Tem espaço para sentimentos na agenda de nossas crianças?
Cansada do dia corrido, eu lavava a louça já pensando na outra tarefa e na agenda cheia da semana, quando comecei a prestar atenção na conversa das crianças. Falavam sobre animais de estimação.
"Eu tenho um peixe. Mas peixe… ele não faz nada e, então, não dá para fazer nada com ele…", disse triste a garotinha.
Os amiguinhos (orgulhosos proprietários de uma dupla de gatos que, sim, fazem muitas coisas) olharam para ela com cara de quem concorda ou não captou muito bem a mensagem. E continuaram a brincar.
Eu também voltei ao sabão, à água e aos pratos. Eu tinha muito o que fazer. A lista nunca cessa. Até dormir, nos últimos tempos, virou uma tarefa a cumprir — o drama é que não ando me saindo muito bem nessa aí…
Enquanto o corpo executava, a cabeça foi para outro lugar. Será que não dá para fazer nada com peixes, mesmo? É verdade que não dá para pular, jogar bola ou trocar carinho com esses bichinhos de aquário. Mas peixes são belos. Observá-los nadar, borbulhar, subir até a superfície e, em seguida, descer ao fundo para mexer nas pedrinhas, limpar o vidro do aquário é pura contemplação.
Será que não há mais espaço para contemplação na vida de nossas crianças?
Para quem viveu os anos 1980 empoleirado nos bancos sem cinto de segurança na parte de trás dos carros reclamar porque o destino final estava muito longe foi um clássico. Mas entre um "está chegando?" e outro, sempre tinham aqueles momentos em que olhávamos para fora, observando os pastos, as árvores ou mesmo as cidades passando rápido e imaginando coisas.
Eu, por exemplo, adorava olhar para o céu, sobretudo à noite, à procura de espaçonaves extraterrestres. Também gastava um tempo pensando se meu pai, no banco da frente, seria capaz de saber no que eu pensava se encostasse o pé na parte de trás do banco dele.
Tento estimular isso nos meus pequenos quando viajamos, mas funciona até o décimo pedido para "ver um filminho no ipad" ou coisa do tipo. E olha que sou resistente…
Não vou ficar aqui romantizando o passado e abominando o presente, nem o futuro. Não sou dessas. Mas aquele fragmento de conversa me fez repensar a diferença de valor que nossa geração dá ao fazer e ao sentir (levando em consideração que a contemplação, é claro, nos proporciona sensações, deflagra sentimentos).
É fato que, como humanidade, chegamos até aqui graças a pessoas que fizeram muitas coisas. Não à toa chamamos as grandes conquistas de "feitos".

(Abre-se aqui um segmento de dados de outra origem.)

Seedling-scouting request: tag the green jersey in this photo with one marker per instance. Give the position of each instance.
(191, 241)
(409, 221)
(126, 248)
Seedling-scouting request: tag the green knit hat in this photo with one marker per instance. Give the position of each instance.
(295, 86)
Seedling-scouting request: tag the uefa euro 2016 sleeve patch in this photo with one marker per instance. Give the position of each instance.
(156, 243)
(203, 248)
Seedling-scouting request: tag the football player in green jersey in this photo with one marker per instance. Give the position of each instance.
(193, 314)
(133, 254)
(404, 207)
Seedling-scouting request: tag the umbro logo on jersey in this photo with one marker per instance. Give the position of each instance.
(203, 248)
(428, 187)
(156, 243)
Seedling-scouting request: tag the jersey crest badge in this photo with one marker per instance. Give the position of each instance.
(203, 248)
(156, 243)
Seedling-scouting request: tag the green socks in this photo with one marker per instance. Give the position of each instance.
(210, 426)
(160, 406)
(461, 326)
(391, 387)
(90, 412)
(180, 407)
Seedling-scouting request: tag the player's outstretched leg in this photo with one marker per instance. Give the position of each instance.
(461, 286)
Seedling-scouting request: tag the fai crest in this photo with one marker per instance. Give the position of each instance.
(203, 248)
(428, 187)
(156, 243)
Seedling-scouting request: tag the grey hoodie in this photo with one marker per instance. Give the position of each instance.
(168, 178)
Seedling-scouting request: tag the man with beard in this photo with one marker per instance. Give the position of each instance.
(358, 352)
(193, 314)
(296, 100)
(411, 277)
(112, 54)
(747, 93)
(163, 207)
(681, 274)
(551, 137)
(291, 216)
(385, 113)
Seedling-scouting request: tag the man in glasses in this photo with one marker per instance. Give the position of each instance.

Foi um grande feito acender o fogo, inventar a roda, criar vacinas, remédios e aparelhos capazes de voar ainda mais alto do que as aves.
Foi um grande feito chegar à Lua, a Marte, transportar informações para o outro lado do Planeta em frações de segundo e fazer com que essas informações nos digam o que fazer.
E agora? Em um mundo onde máquinas fazem praticamente tudo, será que nós, humanos, precisamos continuar fazendo tanto? Qual a diferença entre alguém que faz muitas planilhas e um computador qualquer que, administrado por um algoritmo, sabe muito mais sobre o seu desejo de compra do que você mesmo?
A contemplação é uma atividade também. Mas uma atividade que não resulta em produção. Resulta em sentimentos, sensações. Contemplando sonhamos, planejamos, imaginamos, somos levados a um universo mágico ao qual só nós, humanos, temos acesso.
Tememos ser substituídos por robôs, mas esquecemos de que, pelo menos por enquanto, eles não são capazes de sentir. E, se queremos levar a melhor na luta entre máquinas e humanos, talvez achar brechas (ou permitir que elas aconteçam) para contemplação na agenda seja uma estratégia bem sucedida.
Nesse ponto do devaneio, eu já estava enxugando os pratos e me lembrei que tudo isso começou por causa de um aquário de peixes. E pensei: será que eu deveria comprar um para meus filhos? Ou, quem sabe, não seria um passeio bacana levá-los a uma loja de peixes ornamentais? Está aí: programação de fim de semana. Vamos ver peixes! Ops, mas isso já seria outra tarefa. Melhor só ficar em casa, olhando pela janela.